Companies like Charlotte-based PATH Intelligence demonstrate what’s possible when tours become interactive. The company’s AI agents process property questions in more than 22 languages around the clock, understanding what features prospects are exploring, what questions they ask, and how long they spend interacting with different spaces.
Understanding that a prospect has three questions about outdoor entertaining, spends a significant amount of time in their backyard, and wants to know about landscaping maintenance shapes a follow-up conversation that’s much different than a conversation with someone focused on bedroom dimensions.
Proof of Work for Skeptical Sellers
For agents dealing with commission pressures and seller skepticism, behavioral intelligence provides what was previously unavailable: evidence.
Imagine replacing “47 virtual tour views this week” with “47 views, 12 attended virtually, 3 focused on outdoor spaces and asked about landscape maintenance, and 5 compared bedroom dimensions to competing properties.”

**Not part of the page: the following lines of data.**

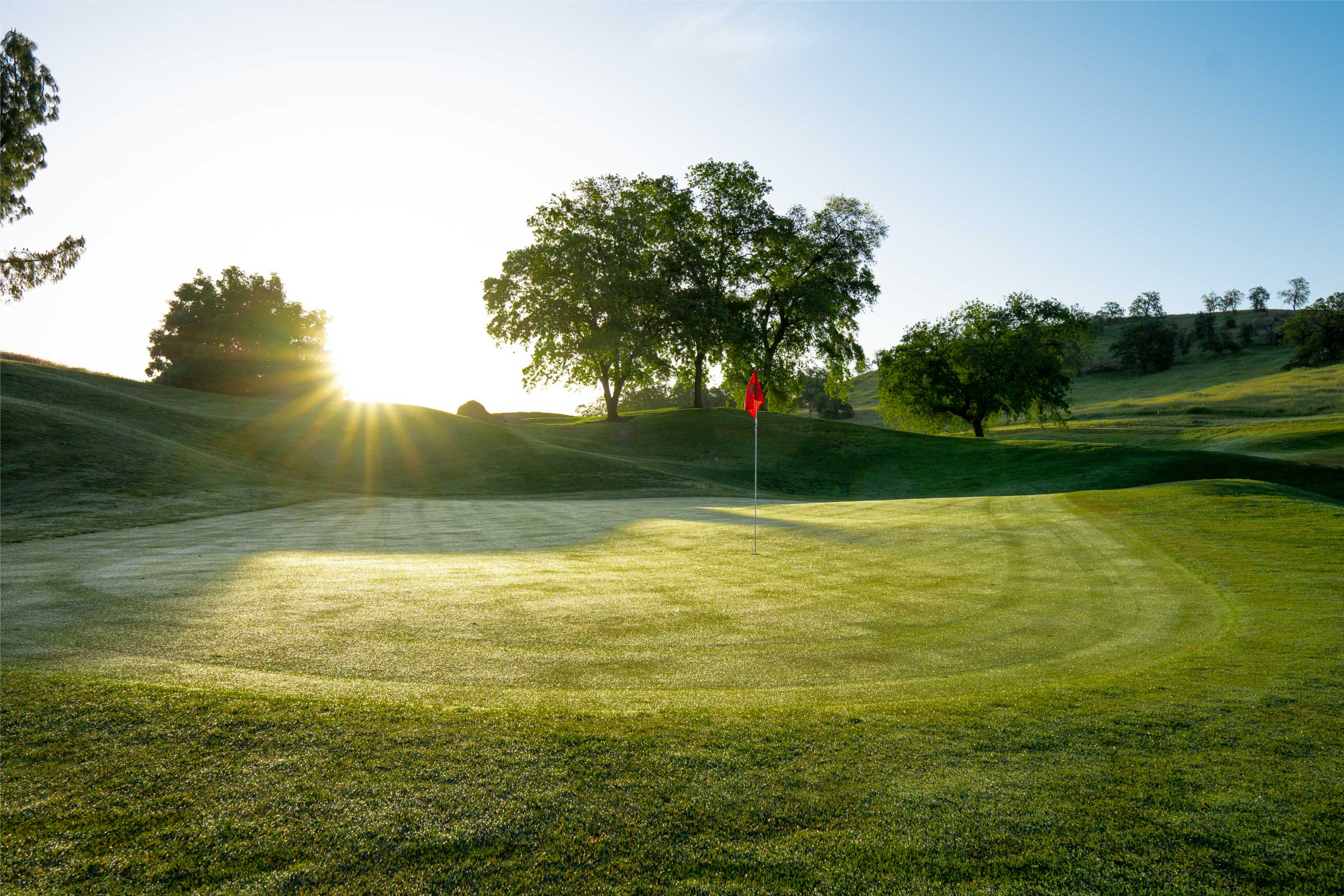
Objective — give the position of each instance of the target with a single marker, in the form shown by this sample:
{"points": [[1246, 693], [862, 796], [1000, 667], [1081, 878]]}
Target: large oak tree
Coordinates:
{"points": [[726, 214], [240, 335], [589, 297], [813, 278]]}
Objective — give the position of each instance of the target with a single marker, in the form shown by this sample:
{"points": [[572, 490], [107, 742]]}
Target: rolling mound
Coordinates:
{"points": [[85, 451]]}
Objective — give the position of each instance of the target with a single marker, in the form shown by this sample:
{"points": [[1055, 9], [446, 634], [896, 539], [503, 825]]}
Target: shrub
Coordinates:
{"points": [[475, 410]]}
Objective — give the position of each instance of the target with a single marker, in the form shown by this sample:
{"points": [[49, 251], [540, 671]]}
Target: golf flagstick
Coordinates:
{"points": [[752, 404]]}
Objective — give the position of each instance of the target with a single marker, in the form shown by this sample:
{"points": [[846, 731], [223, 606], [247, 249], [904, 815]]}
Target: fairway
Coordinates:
{"points": [[614, 605]]}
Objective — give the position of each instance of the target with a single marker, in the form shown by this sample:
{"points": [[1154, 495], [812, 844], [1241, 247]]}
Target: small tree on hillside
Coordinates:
{"points": [[240, 335], [1318, 332], [1147, 305], [1203, 326], [1299, 293], [982, 362], [1111, 312], [1148, 345], [1260, 300]]}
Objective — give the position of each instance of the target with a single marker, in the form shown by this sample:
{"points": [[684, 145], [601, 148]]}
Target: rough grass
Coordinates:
{"points": [[1241, 404], [84, 451], [1141, 739]]}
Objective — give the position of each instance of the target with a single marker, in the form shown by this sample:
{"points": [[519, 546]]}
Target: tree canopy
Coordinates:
{"points": [[983, 361], [727, 214], [816, 277], [1299, 293], [1148, 343], [590, 296], [240, 335], [1318, 332], [1260, 300], [1147, 305], [28, 98], [632, 281]]}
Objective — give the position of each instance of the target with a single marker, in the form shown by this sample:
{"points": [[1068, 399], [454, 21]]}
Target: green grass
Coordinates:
{"points": [[1125, 692], [84, 451], [1241, 404], [437, 655]]}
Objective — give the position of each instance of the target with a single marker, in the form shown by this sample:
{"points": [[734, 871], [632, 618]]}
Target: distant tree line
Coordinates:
{"points": [[987, 363], [636, 283], [1149, 342]]}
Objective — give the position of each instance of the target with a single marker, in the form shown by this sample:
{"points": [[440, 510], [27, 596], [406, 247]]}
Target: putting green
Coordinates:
{"points": [[611, 605]]}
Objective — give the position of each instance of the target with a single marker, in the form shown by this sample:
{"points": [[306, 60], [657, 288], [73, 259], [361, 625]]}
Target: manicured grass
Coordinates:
{"points": [[593, 604], [1129, 691], [84, 451]]}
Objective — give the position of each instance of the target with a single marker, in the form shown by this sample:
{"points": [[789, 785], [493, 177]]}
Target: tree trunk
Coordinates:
{"points": [[699, 381]]}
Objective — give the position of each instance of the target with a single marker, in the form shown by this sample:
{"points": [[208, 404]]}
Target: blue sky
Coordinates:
{"points": [[382, 159]]}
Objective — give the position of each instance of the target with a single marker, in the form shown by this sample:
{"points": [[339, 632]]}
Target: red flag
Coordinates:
{"points": [[754, 398]]}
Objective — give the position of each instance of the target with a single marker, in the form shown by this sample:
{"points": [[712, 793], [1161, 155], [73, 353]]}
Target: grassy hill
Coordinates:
{"points": [[1007, 684], [1243, 404], [87, 451]]}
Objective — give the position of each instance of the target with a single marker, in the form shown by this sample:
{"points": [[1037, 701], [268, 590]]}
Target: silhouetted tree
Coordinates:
{"points": [[815, 277], [241, 336], [1111, 312], [28, 98], [719, 224], [589, 297], [1299, 293], [984, 361], [1148, 345], [1147, 305], [1260, 300], [1318, 332], [1203, 326]]}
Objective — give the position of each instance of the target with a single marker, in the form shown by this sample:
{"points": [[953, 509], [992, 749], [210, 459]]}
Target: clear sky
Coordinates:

When sellers ask why their home didn’t sell, agents with behavioral data can identify patterns. Most prospects give up on tours in the kitchen, suggesting a problem with staging or pricing. International buyers are actively engaged, but they are asking about school districts, indicating there is a messaging opportunity.
This turns a defensive conversation about the activity into a collaborative strategy session. Agents become data-savvy consultants.
Smarter marketing, better targeting
The intelligence layer will also reshape how real estate is marketed. If your behavioral data reveals that 80% of your engaged leads come from out of state, that tells you where to focus your advertising dollars. If your questions center around commute times or potential renovations, this can give you insight into which features to focus on.
This is market intelligence that e-commerce has been leveraging for 20 years. Real estate is finally catching up.
Data as a foundation
Any conversation about AI in real estate ultimately comes back to data. The potential of artificial intelligence depends entirely on the quality of the information fed to those systems. Agents and brokers considering AI tools would benefit from starting with basic questions: where is the data coming from and what does it actually reveal about buyer behavior?
Virtual tours are one of the biggest untapped data opportunities in real estate. Every tour is a moment when buyers reveal their preferences, priorities, and readiness to buy through actions and questions.
Treating the moment as passive marketing wastes the intelligence that could be generated. Treating this as active data collection changes the way agents communicate with sellers, prioritize follow-up, and refine marketing strategies.
The future of real estate belongs to those who realize that good visuals get attention and good data turns it into results.
Molly McKinley is a professor of entrepreneurship and innovation at Meredith College and founder of Redtail Creative, a company that builds authority and credibility for PropTech companies through strategic thought leadership.